La guerra contra las drogas en Brasil es una guerra contra las personas. Nunca se trató de sustancias, sino de territorios, color y clase. Los números confirman: casi el 90 por ciento de las víctimas de la letalidad policial son negras (ver recuadro). Y el discurso oficial, disfrazado de “combatir el tráfico”, no es más que una política de contención racial. La favela es tratada como territorio enemigo y sus residentes como objetivos legítimos de la masacre.
Foucault habló de un Estado que “hace vivir y deja morir”. En Río se actualizó el verbo: hacer morir y dejar morir. Es el estado de exterminio, legitimado por aplausos, titulares, algoritmos y votos. Un Estado que no se avergüence de la sangre que derrama, sino que la transforme en capital político.
El fracaso de la guerra contra las drogas es absoluto y, al mismo tiempo, útil. Sirve para mantener intacto el ciclo de violencia y control simbólico sobre los cuerpos negros y periféricos. Si la política de seguridad estuviera realmente guiada por la inteligencia, la prevención y la reducción de la desigualdad, amenazaría el mismo sistema que la sostiene: el sistema de muerte lucrativa, que mueve armas, contratos y carreras.

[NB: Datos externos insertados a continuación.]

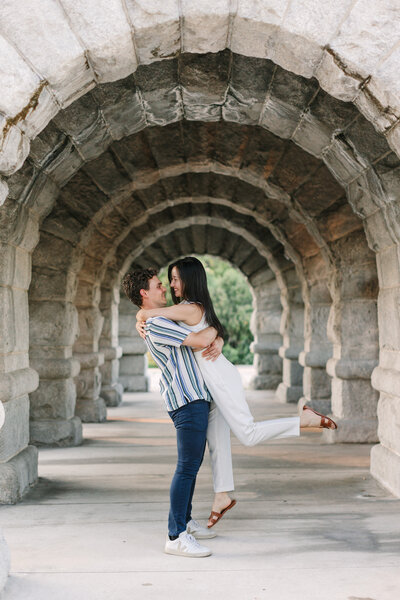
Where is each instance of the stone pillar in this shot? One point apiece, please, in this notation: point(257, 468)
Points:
point(265, 322)
point(18, 460)
point(292, 329)
point(385, 457)
point(133, 363)
point(90, 407)
point(53, 329)
point(317, 346)
point(111, 388)
point(353, 328)
point(4, 551)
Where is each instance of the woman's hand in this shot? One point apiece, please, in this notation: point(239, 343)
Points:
point(141, 315)
point(213, 350)
point(141, 329)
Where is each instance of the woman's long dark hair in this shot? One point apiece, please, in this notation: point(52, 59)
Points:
point(195, 289)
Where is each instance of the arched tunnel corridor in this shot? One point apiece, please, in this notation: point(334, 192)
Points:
point(264, 133)
point(262, 168)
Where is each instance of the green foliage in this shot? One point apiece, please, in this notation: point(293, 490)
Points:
point(232, 301)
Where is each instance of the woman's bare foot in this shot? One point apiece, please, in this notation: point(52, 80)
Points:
point(221, 501)
point(311, 418)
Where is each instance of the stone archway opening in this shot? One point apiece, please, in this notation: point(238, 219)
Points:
point(269, 156)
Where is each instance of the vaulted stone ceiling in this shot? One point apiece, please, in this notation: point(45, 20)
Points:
point(215, 122)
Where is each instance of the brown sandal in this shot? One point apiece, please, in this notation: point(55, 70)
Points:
point(214, 516)
point(326, 422)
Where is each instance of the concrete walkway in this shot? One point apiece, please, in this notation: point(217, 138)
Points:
point(310, 523)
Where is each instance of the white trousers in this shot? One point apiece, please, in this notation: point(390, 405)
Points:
point(230, 411)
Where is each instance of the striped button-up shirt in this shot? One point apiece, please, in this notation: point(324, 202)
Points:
point(181, 381)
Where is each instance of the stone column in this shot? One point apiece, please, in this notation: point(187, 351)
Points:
point(265, 322)
point(353, 329)
point(385, 457)
point(317, 346)
point(111, 388)
point(292, 329)
point(133, 363)
point(18, 460)
point(90, 407)
point(4, 551)
point(53, 330)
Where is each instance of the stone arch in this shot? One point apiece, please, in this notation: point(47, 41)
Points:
point(380, 223)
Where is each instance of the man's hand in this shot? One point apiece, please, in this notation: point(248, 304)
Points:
point(213, 350)
point(140, 328)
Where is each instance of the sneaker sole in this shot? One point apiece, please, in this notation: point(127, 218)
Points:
point(187, 554)
point(205, 536)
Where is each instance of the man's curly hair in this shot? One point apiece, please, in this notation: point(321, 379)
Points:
point(137, 280)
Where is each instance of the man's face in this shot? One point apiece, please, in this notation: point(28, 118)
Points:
point(155, 296)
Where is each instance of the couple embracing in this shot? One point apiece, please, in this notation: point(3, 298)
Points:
point(203, 393)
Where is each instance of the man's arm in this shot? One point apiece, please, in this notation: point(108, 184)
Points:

La masacre de Penha no es una excepción: es la regla. Es el resultado predecible de un modelo de seguridad pública que se alimenta de la muerte para justificar su existencia. Lo que es nuevo es sólo la escala y el silencio cómplice que se establece poco después, cuando las familias entierran a sus muertos en ataúdes sin nombre.
La Constitución de 1988 prometía que la vida sería el bien supremo de la República. Río de Janeiro en 2025 es la prueba viviente de que esta promesa se ha roto. Vivimos bajo una política anticriminal, la que transforma la seguridad en un campo de guerra y al ciudadano en un objetivo.
En vista de esto, la neutralidad no es apropiada. Cada cuerpo que yace en Penha es un recordatorio de que el Estado brasileño insiste en negar la humanidad a parte de su población. Y mientras esto no se reconozca, mientras las favelas sigan siendo laboratorios de exterminio y los gobernadores sigan confundiendo la autoridad con la crueldad, seguiremos contando muertes.
Y Río, ese cuerpo herido y cansado, seguirá sangrando.
Fernanda Macedo, especialista en ciencias penales de la Universidad del Estado de Río de Janeiro. Este artículo fue publicado por Le Monde diplomatique, edición Brasil.
Diana en la piel
Un estudio publicado en noviembre de 2024 por la Red de Observatorios de Seguridad muestra que 4.025 personas fueron asesinadas por agentes de policía en Brasil en 2023. En 3.169 de estos casos, se tuvo acceso a datos sobre raza y color: 2.782 de las víctimas eran personas negras, lo que representa el 87,8 por ciento.
Los datos del boletín Target Skin: Deaths That Reveal a Pattern, que se encuentra en su quinta edición, se obtuvieron a través de la Ley de Acceso a la Información en nueve estados. En todos ellos, el patrón es una proporción muy alta de personas negras asesinadas por intervención estatal: Amazonas (92,6 por ciento), Bahía (94,6 por ciento), Ceará (88,7 por ciento), Maranhão (80 por ciento), Pará (91,7 por ciento), Pernambuco (95,7 por ciento), Piauí (74,1 por ciento), Río de Janeiro (86,9 por ciento) y São Paulo (66,3 por ciento).
Fuente: Rafael Cardoso, Agência Brasil, 7-11-2024.